I’ve been tutoring maths for Figtree for over two years, and before that I worked in my summer holidays for several months. I chose to tutor this subject because I think there’s a misconception that it’s too difficult and only those with a ‘natural talent’ can do well in it.
What I like most about maths is that it is a toolkit – you learn a set of tools and when faced with a question, you analyse it, decide which tools you need to use and systematically tackle the problem at hand.
Why do you think maths is important for children to learn?
Regardless of your life interests – whether music or art, science or literature – it’s important for everyone to have some understanding of maths. Many careers require maths qualifications, and even those that don’t benefit from the maths fundamentals of relating objects, patterns and processes to each other. An understanding of maths is essential in today’s world. It is so much more than simple arithmetic – it provides the basis for reasoning and problem solving, which are critical life skills to learn at a young age.

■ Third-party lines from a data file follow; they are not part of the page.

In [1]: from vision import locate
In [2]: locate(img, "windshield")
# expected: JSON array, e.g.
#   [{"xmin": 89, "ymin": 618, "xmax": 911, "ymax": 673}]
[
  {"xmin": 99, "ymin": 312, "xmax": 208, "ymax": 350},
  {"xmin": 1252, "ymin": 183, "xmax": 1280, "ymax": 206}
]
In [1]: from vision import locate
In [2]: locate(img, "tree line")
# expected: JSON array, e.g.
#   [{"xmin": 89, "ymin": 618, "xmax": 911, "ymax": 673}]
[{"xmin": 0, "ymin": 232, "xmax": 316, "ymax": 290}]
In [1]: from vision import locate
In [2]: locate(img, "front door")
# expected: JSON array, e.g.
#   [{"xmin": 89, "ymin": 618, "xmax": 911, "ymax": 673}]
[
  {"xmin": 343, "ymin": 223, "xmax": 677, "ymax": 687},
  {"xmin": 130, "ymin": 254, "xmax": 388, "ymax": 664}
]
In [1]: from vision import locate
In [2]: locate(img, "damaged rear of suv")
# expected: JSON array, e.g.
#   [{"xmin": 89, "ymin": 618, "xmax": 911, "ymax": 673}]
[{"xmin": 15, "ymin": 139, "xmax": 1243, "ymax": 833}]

Maths anxiety is on the rise – what do you think causes it?
Many factors lead to maths anxiety – general insecurity, perceptions of difficulty, actual experiences with difficulty, poor grades, confusing and conflicting teaching methods, and even parental pressure. All of these can lead to low confidence, which exacerbates the problem. If a student hasn’t been taught the foundations properly, or if there are fundamental gaps in understanding for any reason, anxiety is inevitable under test conditions.
How can parents and tutors help children overcome maths anxiety?

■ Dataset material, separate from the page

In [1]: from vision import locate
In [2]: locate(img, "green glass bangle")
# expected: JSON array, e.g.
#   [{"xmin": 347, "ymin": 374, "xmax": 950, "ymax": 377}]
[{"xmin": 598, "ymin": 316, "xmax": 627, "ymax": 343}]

First and foremost, it’s essential to ensure the student has a deep understanding of the topics, with complex ideas worked up to from a solid foundation. Another priority is to avoid conflicting teaching methods – although it’s useful for students to be exposed to different ways of solving a problem, there needs to be consistency to avoid causing confusion.
Finally, once the understanding is there, confidence needs to be built. The only way to achieve this is through practice, practice, practice. Through working problems repeatedly, over a long period of time, students become familiar with the many ways that questions can be posed, and confident in their ability to answer them. With deep familiarity with the material, students can confidently tackle questions they have never seen before. Ultimately it’s about enabling the student to solve unfamiliar problems, using familiar tools.
How do you approach your sessions?
I tailor my approach in line with the abilities of each student, and when I am working with them. So throughout the academic year, sessions revolve around helping students understand what is being taught in school, while reinforcing past concepts. Closer to exam season, however, we focus more heavily on fine-tuning for the tests.
I first introduce the topic we are working on, explaining the context and reasons we’re studying it. Perspective helps a student understand why they are doing something, and this can help them adopt a positive outlook to learning. After explaining the topic – usually with an accompanying example – my students will work through many questions to reinforce the learning.
At this time I often switch roles, asking my students to become the tutor and teach me how to work the question. This is extremely useful as it reveals the student’s understanding and also keeps them engaged. I try to spend about one quarter of the class reinforcing topics that have been covered in the past. This repeated practice is essential to stay on top of maths.
Do you have any advice for students that are currently struggling with the subject?
The only way around it is through it. This applies to maths as much as anything else. To improve, students need to continuously practice over time. Use the resources around you (textbooks, past papers, the internet) and work question after question until it is mastered. Commanding and conquering comes from seeing the same type of question posed in many different ways, and this comes from practice, practice, practice.